Te faz enxergar as coisas das quais não precisa

Um mendigo deu entrada num hospital, era um homem de meia idade, por volta dos quarenta e quatro anos. Mas já tinha passado por muitas experiências nesse tempo. Seu nome era João Batista.

Nasceu pobre, seu pai morreu quando ele tinha onze anos. Sua mãe era diarista para cuidar dele e de seis irmãos que ainda moravam com ela.

João parou de estudar quando terminou a oitava série, trabalhou e voltou a estudar aos dezoito sempre trabalhando. Fez técnico em enfermagem. Trabalhou por seis anos nessa área e depois fez um curso de técnico em transações imobiliárias. Estava indo muito bem como corretor de imóveis e nesse período, nessa maré conheceu aquela que seria sua esposa.
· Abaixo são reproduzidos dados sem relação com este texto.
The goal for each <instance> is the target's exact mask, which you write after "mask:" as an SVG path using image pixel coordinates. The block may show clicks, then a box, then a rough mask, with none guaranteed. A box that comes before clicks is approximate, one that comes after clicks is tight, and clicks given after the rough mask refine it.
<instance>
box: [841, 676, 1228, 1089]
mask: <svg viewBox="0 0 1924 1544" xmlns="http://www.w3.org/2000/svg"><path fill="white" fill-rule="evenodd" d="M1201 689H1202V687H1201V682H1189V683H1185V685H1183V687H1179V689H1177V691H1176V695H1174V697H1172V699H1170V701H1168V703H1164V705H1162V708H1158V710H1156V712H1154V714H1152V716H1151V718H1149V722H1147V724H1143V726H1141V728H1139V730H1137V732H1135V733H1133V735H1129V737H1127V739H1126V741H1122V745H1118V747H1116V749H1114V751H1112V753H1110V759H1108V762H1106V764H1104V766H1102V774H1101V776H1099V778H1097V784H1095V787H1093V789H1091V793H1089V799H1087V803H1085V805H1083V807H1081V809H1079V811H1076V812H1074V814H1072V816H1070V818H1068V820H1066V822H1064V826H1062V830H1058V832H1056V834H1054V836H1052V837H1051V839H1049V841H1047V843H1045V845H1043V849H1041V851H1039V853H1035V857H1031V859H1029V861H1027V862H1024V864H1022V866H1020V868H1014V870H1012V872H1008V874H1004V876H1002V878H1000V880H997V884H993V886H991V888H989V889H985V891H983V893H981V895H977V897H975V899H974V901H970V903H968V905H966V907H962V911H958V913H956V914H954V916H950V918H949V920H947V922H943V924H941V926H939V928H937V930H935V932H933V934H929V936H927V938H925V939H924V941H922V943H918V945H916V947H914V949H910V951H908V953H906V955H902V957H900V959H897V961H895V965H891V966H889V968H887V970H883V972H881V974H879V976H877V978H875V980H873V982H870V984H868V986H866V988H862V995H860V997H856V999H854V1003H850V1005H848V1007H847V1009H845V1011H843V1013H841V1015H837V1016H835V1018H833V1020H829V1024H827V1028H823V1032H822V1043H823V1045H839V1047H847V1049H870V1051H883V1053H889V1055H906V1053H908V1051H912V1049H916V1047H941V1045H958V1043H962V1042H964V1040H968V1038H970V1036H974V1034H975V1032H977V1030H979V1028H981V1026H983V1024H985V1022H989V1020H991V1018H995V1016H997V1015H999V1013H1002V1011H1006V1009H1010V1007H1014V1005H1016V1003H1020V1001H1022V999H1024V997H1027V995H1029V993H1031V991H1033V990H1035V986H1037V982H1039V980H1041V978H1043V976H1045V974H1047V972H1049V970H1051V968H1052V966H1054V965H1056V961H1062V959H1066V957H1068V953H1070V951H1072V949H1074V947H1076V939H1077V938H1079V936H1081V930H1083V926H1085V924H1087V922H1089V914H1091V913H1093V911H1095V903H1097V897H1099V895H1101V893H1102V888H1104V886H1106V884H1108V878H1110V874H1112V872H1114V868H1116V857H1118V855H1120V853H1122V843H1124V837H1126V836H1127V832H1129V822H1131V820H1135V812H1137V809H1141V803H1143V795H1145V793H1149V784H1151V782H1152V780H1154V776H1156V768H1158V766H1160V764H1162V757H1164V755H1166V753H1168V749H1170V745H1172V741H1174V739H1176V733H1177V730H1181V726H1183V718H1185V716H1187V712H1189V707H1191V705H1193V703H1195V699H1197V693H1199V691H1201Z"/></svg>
Que com ele teria duas meninas lindas. Tinham uma boa vida, as meninas iam para uma escola particular. Curtiram uma vida social razoavelmente agitada.

Com sete anos de casamento, uma crise econômica nacional muito intensa e uma falta de prudência econômica as coisas mudaram. O casamento desgastou, pois o que os ligavam não mais existia.

O rapaz morava em Campinas, uma grande cidade do interior de São Paulo. E no momento dormia numa praça da cidade, depois da separação e deixar a casa para as crianças e estava desempregado há três meses. Entrou em profunda depressão. Numa situação que não imaginava mais passar, relaxou e dormiu e foi atacado por vândalos. Machucaram seus pés e foi socorrido por guardas municipais que o levaram para o hospital.

Lá foi atendido por um médico com sua equipe de residentes. O clínico geral tinha sua idade e orientou um de seus tutelados a fazer um curativo nos pés e falou a João que ele tinha que repousar e proteger os pés. A menina estudante olhou para o médico com uma lágrima nos olhos e disse que João estava dormindo nas ruas.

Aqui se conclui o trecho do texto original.